Einstein was a keen cyclist and although there is no evidence to suggest he ever attempted a 360-degree back-flip with table-top, nor even a wheelie, it is claimed inspiration for his theory of Special Relativity came to him while riding his bicycle.
One hundred years after the publication of his landmark papers on Special Relativity, Brownian Motion and the Photoelectric Effect, cycling and science will come together once more in another world first: a BMX stunt designed by a physicist.
The stunt will be performed for the first time at the official launch of Einstein Year at Londons Science Museum. It was commissioned by the Institute of Physics to mark the beginning of a year-long celebration of physics. Einstein Year is the UKs contribution to the International Year of Physics in 2005.
Caitlin Watson, Einstein Year project manager, said: This innovative bike stunt is the perfect way of illustrating how fun and relevant physics can be to young people.
Dubbed the Einstein Flip, the stunt is described as pushing the boundaries of what it is humanly possible to do on a bike by Cambridge University physicist Helen Czerski, who collaborated with professional BMXer Ben Wallace to create the manoeuvre.
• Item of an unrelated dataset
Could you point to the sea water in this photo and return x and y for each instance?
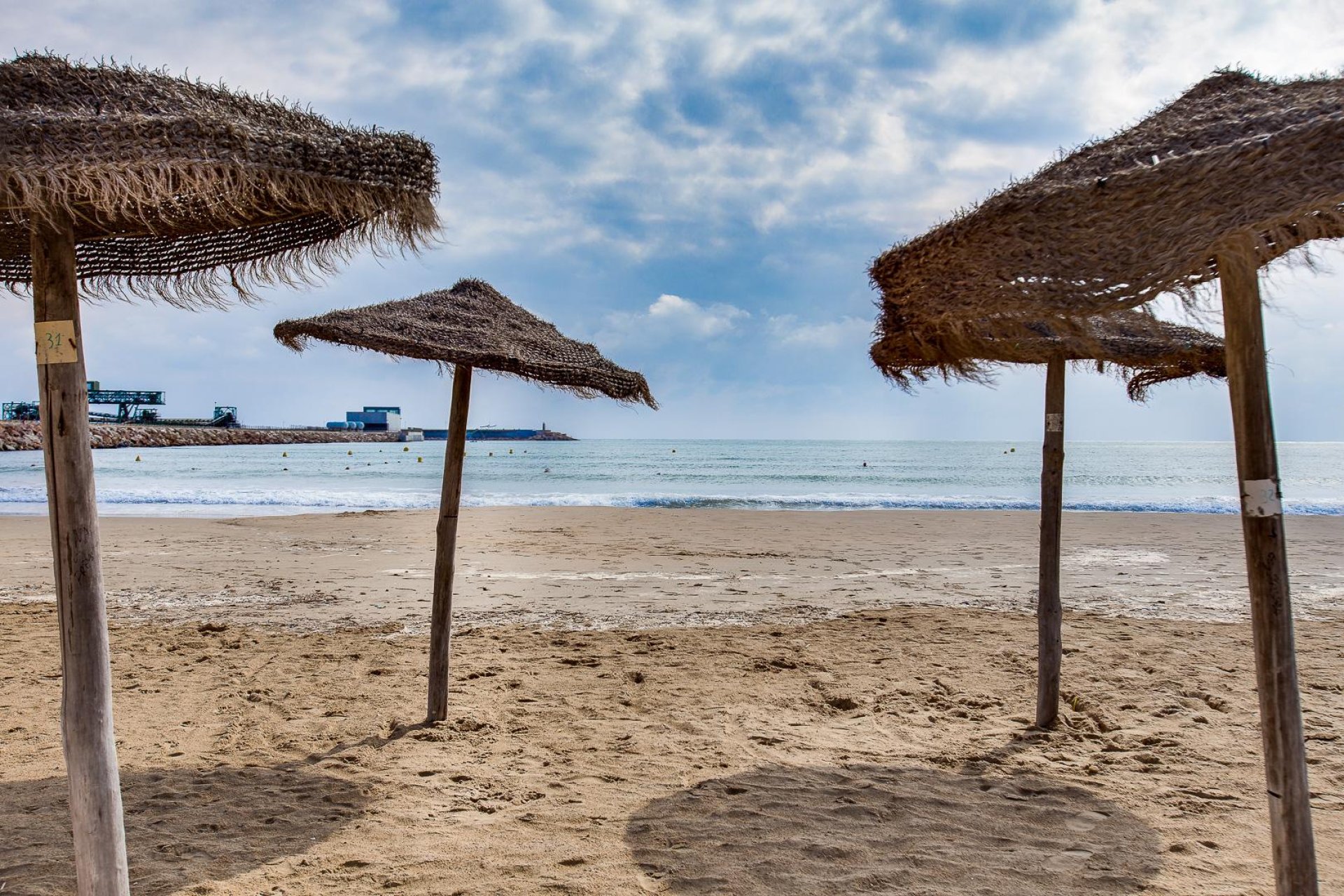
(1190, 477)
The stunt will see 18-year-old Wallace launch off a six-feet high ramp and spin backwards through 360 degrees while simultaneously folding his bike underneath him in a table-top move. At one point, onlookers will see Wallace upside down, travelling at 15mph, with his head 12-feet off the floor.
Czerski said: I spent a lot of time looking at the physics behind various stunts, trying to understand the limits of what is physically possible to determine how far we could push the parameters with our new creation. I then tested our ideas using a computer simulation to plot a new stunt.
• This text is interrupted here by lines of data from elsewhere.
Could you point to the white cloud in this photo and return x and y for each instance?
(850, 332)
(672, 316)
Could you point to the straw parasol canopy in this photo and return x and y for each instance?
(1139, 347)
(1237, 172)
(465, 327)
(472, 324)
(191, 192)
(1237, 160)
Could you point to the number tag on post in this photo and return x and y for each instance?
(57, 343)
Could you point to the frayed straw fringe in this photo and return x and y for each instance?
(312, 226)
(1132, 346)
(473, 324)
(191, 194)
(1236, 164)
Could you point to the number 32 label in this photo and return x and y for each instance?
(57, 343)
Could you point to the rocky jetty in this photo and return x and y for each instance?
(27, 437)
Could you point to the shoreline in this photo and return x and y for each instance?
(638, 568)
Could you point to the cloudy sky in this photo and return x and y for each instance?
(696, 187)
The stunt draws upon a variety of physics theories including the conservation of angular momentum and Newton’s laws of motion.
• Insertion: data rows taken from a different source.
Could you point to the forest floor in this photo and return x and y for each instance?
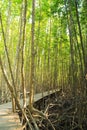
(64, 111)
(9, 120)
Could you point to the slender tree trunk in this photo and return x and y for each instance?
(31, 98)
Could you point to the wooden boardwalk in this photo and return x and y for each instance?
(9, 120)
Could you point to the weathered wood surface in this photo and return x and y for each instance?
(9, 120)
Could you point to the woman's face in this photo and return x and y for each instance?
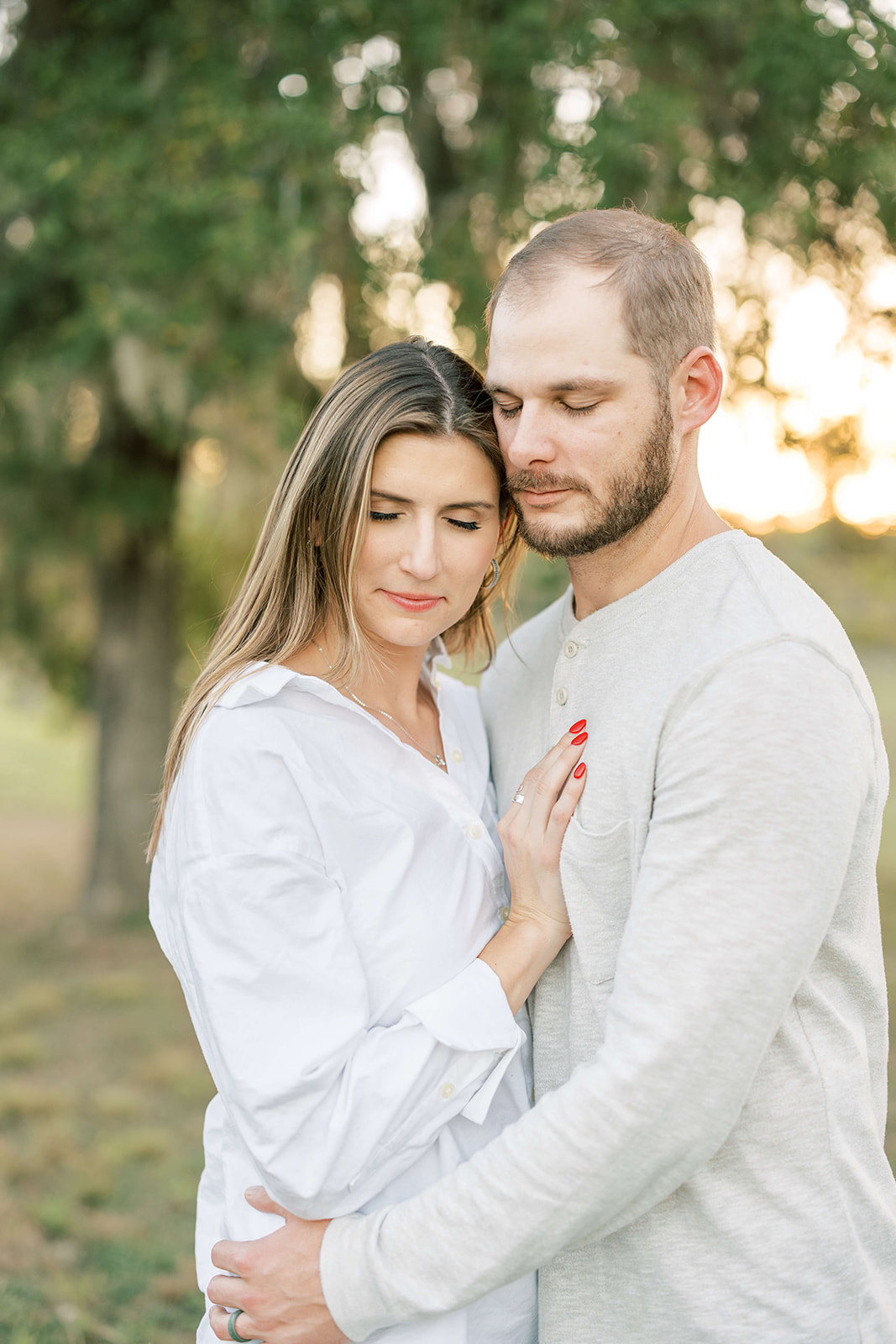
(432, 534)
When I first started to work out the details of this trick, I wondered if it was physically possible. But I did the maths – calculating Bens trajectory, where he will be at different times in the air, the shape and height of the ramp, his velocity and so on – and found that yes, it could work.
"Having said that, I wouldnt want try this myself," said Czerski, "however much I trust my physics calculations."